Joseph Berge

Berge, Joseph, avocat français, né à Perpignan (Pyrénées-Orientales) le 7 décembre 1876*, décédé à Paris le 6 janvier 1963*.

Avocat, délégué général des lycées depuis 1896 à la Ligue des Enfants de France (dont il sera plus tard administrateur), Berge était membre de la Conférence Molé-Tocqueville. Il s’y montra très discret mais tint, à la séance du 30 juin 1899, à prendre la parole sur une motion relative à la politique générale du ministère. Appelant à l’apaisement pour le bon renom de la France, il y dressa ce tableau des deux forces en présence :

Les Dreyfusistes doivent se souvenir qu’ils ont lutté contre l’ensemble de la nation. Leur parti comprenait à l’origine la famille Dreyfus, les israélites, les protestants, la plupart des énergumènes de Paris et un millier de chrétiens de bonne foi. Le nôtre, c’était le gros de la France, non seulement la France militaire et les cinq ministres de la guerre, non seulement la France intellectuelle de MM. Lemaitre et Coppée, mais encore la France qui travaille de ses mains, la France du petit commerce, la France agricole et industrielle. (Annuaire de la conférence pour 1899, Paris, Au siège de la Conférence, [1899], p. 256-257).

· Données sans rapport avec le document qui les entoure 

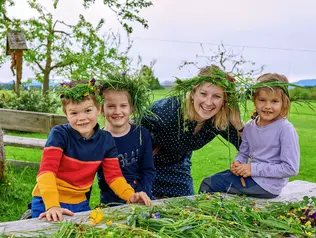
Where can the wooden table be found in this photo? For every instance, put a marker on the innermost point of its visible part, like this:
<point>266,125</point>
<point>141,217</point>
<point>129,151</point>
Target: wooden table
<point>294,191</point>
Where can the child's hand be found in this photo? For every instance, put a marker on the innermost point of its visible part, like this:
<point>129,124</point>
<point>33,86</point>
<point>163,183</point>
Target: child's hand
<point>55,214</point>
<point>244,170</point>
<point>234,166</point>
<point>140,197</point>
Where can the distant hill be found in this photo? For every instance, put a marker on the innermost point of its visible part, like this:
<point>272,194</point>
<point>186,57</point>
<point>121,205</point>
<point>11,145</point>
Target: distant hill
<point>306,82</point>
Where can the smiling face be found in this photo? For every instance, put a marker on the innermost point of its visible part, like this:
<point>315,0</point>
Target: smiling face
<point>117,108</point>
<point>83,116</point>
<point>268,104</point>
<point>208,99</point>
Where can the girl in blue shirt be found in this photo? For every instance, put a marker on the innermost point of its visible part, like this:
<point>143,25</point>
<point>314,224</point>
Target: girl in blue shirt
<point>133,142</point>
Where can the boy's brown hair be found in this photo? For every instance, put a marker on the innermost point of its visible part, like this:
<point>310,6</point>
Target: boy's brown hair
<point>274,77</point>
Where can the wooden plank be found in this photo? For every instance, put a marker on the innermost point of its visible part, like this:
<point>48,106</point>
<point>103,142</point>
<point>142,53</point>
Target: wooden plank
<point>24,142</point>
<point>29,121</point>
<point>293,191</point>
<point>22,164</point>
<point>2,155</point>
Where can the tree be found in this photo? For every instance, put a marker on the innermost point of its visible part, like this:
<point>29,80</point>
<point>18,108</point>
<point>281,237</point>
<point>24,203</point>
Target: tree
<point>126,11</point>
<point>227,60</point>
<point>74,51</point>
<point>147,74</point>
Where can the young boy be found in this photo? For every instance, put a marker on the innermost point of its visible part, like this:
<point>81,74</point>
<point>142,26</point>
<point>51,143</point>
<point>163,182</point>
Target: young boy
<point>133,142</point>
<point>72,155</point>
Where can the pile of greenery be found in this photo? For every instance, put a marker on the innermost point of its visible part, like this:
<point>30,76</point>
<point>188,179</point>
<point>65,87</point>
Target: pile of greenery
<point>203,216</point>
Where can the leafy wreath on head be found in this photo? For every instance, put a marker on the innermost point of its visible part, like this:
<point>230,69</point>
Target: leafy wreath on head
<point>137,87</point>
<point>214,75</point>
<point>78,90</point>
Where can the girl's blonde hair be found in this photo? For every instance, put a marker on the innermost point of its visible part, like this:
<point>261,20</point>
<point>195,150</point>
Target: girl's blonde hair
<point>221,118</point>
<point>269,77</point>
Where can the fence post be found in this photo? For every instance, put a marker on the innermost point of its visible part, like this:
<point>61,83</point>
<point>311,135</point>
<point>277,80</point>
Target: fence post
<point>2,156</point>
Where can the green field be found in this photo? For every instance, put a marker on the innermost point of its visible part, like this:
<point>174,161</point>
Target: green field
<point>210,159</point>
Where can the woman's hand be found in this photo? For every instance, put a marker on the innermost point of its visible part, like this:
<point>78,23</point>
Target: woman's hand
<point>234,167</point>
<point>140,197</point>
<point>55,214</point>
<point>243,170</point>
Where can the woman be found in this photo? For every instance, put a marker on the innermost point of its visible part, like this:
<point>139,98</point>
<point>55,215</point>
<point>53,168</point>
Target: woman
<point>187,123</point>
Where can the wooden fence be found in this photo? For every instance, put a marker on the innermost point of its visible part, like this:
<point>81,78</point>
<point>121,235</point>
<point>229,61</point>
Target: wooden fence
<point>27,122</point>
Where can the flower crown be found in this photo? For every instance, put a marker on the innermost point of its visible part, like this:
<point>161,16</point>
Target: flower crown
<point>214,75</point>
<point>141,95</point>
<point>78,90</point>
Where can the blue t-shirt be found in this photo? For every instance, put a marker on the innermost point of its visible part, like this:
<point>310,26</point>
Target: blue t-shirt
<point>173,160</point>
<point>136,162</point>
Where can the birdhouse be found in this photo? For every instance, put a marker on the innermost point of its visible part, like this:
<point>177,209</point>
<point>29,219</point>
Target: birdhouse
<point>15,42</point>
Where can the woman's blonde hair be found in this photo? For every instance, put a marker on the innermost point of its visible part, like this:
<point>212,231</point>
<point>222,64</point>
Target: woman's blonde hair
<point>273,77</point>
<point>221,118</point>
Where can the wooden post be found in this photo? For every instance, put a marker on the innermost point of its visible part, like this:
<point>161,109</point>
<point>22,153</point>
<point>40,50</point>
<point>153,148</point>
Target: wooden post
<point>2,156</point>
<point>19,59</point>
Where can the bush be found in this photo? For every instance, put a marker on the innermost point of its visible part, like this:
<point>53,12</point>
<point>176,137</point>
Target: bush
<point>32,100</point>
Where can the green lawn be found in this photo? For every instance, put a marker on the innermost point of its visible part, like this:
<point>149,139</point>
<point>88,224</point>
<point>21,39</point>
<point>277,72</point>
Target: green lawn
<point>210,159</point>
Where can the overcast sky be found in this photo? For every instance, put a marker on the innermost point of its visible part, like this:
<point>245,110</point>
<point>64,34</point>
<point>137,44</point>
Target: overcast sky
<point>280,34</point>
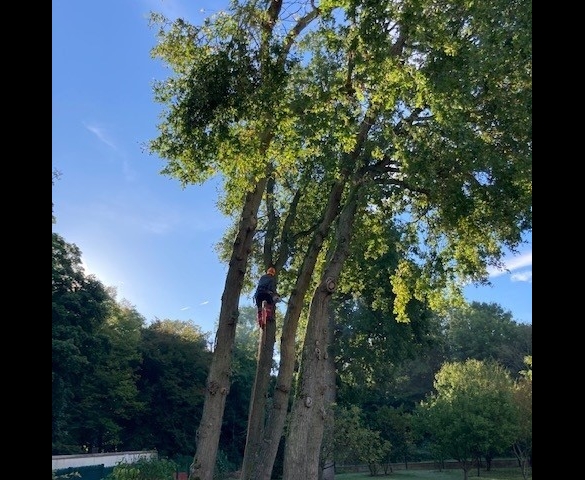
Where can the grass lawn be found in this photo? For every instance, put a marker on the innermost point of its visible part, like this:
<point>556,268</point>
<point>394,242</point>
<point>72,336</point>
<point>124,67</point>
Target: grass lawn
<point>456,474</point>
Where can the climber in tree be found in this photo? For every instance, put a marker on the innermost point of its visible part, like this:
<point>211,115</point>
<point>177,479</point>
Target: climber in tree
<point>266,290</point>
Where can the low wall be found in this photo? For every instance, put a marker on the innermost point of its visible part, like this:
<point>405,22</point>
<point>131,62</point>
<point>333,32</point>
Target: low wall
<point>106,459</point>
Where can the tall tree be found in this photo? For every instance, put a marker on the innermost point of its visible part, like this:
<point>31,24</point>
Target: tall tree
<point>80,307</point>
<point>223,109</point>
<point>420,110</point>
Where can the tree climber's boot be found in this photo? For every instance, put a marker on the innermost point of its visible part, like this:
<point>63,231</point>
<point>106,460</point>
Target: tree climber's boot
<point>260,322</point>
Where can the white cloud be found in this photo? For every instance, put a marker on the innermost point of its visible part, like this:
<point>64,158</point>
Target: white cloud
<point>515,263</point>
<point>101,134</point>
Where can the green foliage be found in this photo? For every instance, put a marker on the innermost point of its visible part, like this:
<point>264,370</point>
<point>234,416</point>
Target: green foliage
<point>144,469</point>
<point>471,414</point>
<point>353,442</point>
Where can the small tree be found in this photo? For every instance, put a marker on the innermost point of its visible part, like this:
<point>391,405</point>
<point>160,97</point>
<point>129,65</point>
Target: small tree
<point>472,412</point>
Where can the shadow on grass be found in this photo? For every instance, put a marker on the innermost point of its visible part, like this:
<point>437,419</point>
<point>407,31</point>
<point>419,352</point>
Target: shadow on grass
<point>455,474</point>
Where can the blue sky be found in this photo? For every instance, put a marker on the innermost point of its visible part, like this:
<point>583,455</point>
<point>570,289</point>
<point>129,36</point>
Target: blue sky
<point>139,231</point>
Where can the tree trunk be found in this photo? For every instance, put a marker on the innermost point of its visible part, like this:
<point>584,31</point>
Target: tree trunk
<point>328,466</point>
<point>307,422</point>
<point>257,413</point>
<point>218,379</point>
<point>268,447</point>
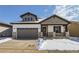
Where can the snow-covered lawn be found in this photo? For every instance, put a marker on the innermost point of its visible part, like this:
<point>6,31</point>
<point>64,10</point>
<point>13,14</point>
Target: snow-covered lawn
<point>5,39</point>
<point>60,44</point>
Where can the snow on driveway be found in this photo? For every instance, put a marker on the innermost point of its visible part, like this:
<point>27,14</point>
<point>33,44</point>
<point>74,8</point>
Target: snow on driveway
<point>59,44</point>
<point>5,39</point>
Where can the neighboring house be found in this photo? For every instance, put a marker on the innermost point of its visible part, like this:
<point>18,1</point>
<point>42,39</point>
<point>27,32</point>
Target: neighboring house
<point>30,27</point>
<point>5,30</point>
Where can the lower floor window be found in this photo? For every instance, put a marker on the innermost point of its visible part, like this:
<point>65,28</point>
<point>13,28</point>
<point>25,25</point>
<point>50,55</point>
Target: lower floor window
<point>57,29</point>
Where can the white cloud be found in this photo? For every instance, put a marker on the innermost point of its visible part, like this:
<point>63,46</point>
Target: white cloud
<point>70,12</point>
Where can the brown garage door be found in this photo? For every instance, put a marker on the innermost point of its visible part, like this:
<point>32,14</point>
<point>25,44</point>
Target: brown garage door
<point>27,33</point>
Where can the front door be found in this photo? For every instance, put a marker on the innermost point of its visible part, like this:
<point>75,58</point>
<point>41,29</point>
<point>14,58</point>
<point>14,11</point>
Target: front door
<point>44,31</point>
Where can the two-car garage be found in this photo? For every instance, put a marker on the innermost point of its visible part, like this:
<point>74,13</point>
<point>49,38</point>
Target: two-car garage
<point>29,33</point>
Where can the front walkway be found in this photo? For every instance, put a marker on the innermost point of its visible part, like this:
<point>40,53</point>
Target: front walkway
<point>59,44</point>
<point>19,46</point>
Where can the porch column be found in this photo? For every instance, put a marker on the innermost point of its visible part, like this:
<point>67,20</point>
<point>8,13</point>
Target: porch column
<point>54,34</point>
<point>14,33</point>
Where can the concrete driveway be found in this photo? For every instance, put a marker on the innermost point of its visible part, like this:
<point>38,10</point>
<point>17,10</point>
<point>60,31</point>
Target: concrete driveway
<point>20,46</point>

En décembre 1899, lors de la discussion relative à la candidature de Mercier aux sénatoriales, il déposera un ordre du jour le célébrant et considérant que sa « bonne foi […] ne saurait être mise en doute au sujet de l’affaire Dreyfus » (Annuaire de la conférence pour 1900, Paris, Au siège de la Conférence, [1900], p. 49). Nous n’avons d’autre trace de Berge dans l’Affaire qui sera, par la suite, avocat à la Cour d’appel (1901-1913) et publiciste.

Sources et bibliographie : on pourra consulter son dossier de la Légion d’honneur sous la cote : 19800035/415/55461.